Ship Data Recorders
Humans have called them black boxes since we first developed flight. They were neither boxes nor were they black. They were painted bright orange to make them more visible at the scene of a crash. When we took to the void, however, it didn't matter what color they were. Space is big. If it even slightly finds itself drifting, it's gone. For this reason, any well-made ship will have at least three black boxes, hidden away in centralized critical systems of the vessel. They are now painted black to make them harder to find. If a ship gets destroyed in battle, a black box will have crucial data stored inside. This data can be anything from logged communication, technological data, military ciphers, and more. A black box contains all relevant information about a vessel. It's the vessel's DNA. It lists anything and everything that could be relevant to the ship's capabilities, mission, and crew. It also logs information regarding its demise. Salvaging one is like striking gold, especially during a war. Most military ships have measures in place to sabotage this information if not collected in the right amount of time.
The black box
The box is made of three-dimensional, porous graphene. It's ten times stronger than steel but significantly lighter. The box, itself, houses the collected data, but it's always connected to a hub, a network of wires that stretch across the ship collecting and transferring that data to the drives in the box.
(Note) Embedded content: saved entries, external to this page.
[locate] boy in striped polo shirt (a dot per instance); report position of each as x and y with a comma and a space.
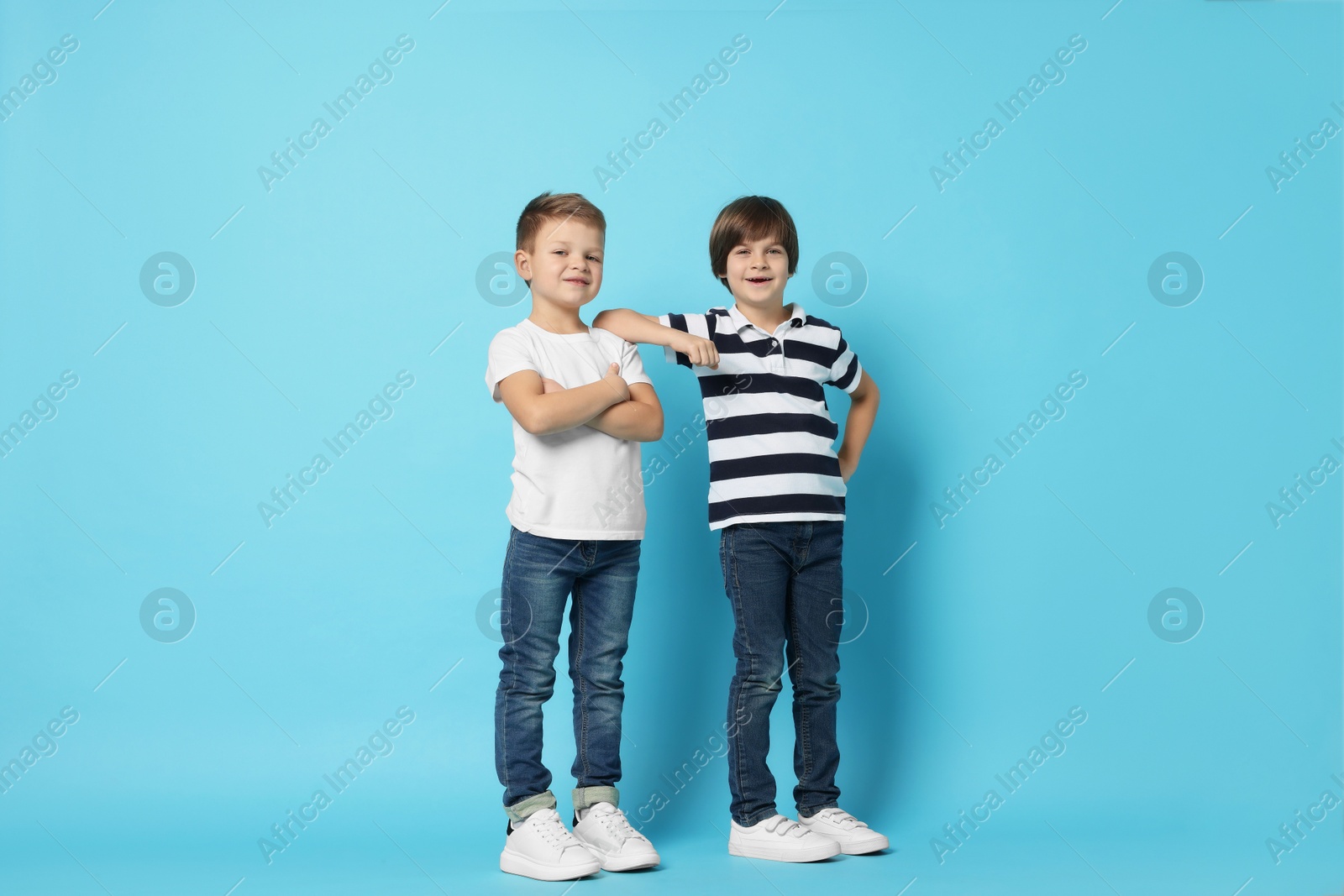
777, 499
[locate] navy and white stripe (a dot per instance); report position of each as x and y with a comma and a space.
766, 418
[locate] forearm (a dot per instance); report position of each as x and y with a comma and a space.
858, 426
566, 409
631, 419
635, 328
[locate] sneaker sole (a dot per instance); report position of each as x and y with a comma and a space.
620, 862
776, 853
524, 867
627, 862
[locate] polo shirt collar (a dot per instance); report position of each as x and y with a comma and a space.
739, 320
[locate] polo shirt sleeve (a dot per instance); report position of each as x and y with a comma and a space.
510, 352
846, 369
692, 324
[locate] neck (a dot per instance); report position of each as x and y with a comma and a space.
555, 317
766, 318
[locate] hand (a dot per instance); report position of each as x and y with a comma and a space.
701, 351
618, 385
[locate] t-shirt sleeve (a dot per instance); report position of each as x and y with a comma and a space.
692, 324
632, 365
846, 369
508, 354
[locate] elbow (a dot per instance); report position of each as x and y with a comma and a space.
535, 423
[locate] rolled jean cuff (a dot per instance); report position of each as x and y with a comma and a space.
812, 810
526, 806
586, 797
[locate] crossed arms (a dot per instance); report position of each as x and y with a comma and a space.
642, 328
611, 405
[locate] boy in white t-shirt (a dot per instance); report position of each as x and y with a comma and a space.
581, 403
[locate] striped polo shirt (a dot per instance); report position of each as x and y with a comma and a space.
766, 418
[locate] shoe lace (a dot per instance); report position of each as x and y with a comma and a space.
553, 831
616, 824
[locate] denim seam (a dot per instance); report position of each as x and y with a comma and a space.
581, 683
508, 563
737, 698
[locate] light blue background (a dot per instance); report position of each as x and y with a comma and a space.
362, 261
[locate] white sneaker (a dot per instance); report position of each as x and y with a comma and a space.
544, 849
853, 836
781, 840
608, 835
The inner space of the box varies from species to species, but almost always has some form of liquid to help absorb impact, prevent extreme heat outside from frying the drives, and to keep the drives cool should they be the source of that heat. All one needs to do is crack the box open, or connect it to one's ship. The latter is advised, especially if you're messing with something salvaged from military vessels. There are usually countermeasures in place to prevent access. In this case, upon removing the black box, the port to the original drive slides back and a second port takes its place. A dummy drive could unleash all kinds of malicious software in your ship's systems. Imagine stumbling on empty ships, the crew drifting through space after the entire ship vented itself for no reason.
Salvaging a black box puts you in a good position, but managing to get inside and poke around the data is even better. You can sell a black box for a high price, but if there's a war on, you can pit both sides against each other. While lucrative, it's a dangerous game to play. Notifying anyone of what you have is risky in itself. They could just board and take it by force, or attack and retrieve it from the wreckage. If you know what you're doing and have a little luck, you may end up with a bidding war on your hands. It's an easy con to pull off. One side wants their data back, the other wants to exploit it. If you open the box and retrieve it, you can copy the data. That way everyone wins and you're twice as rich.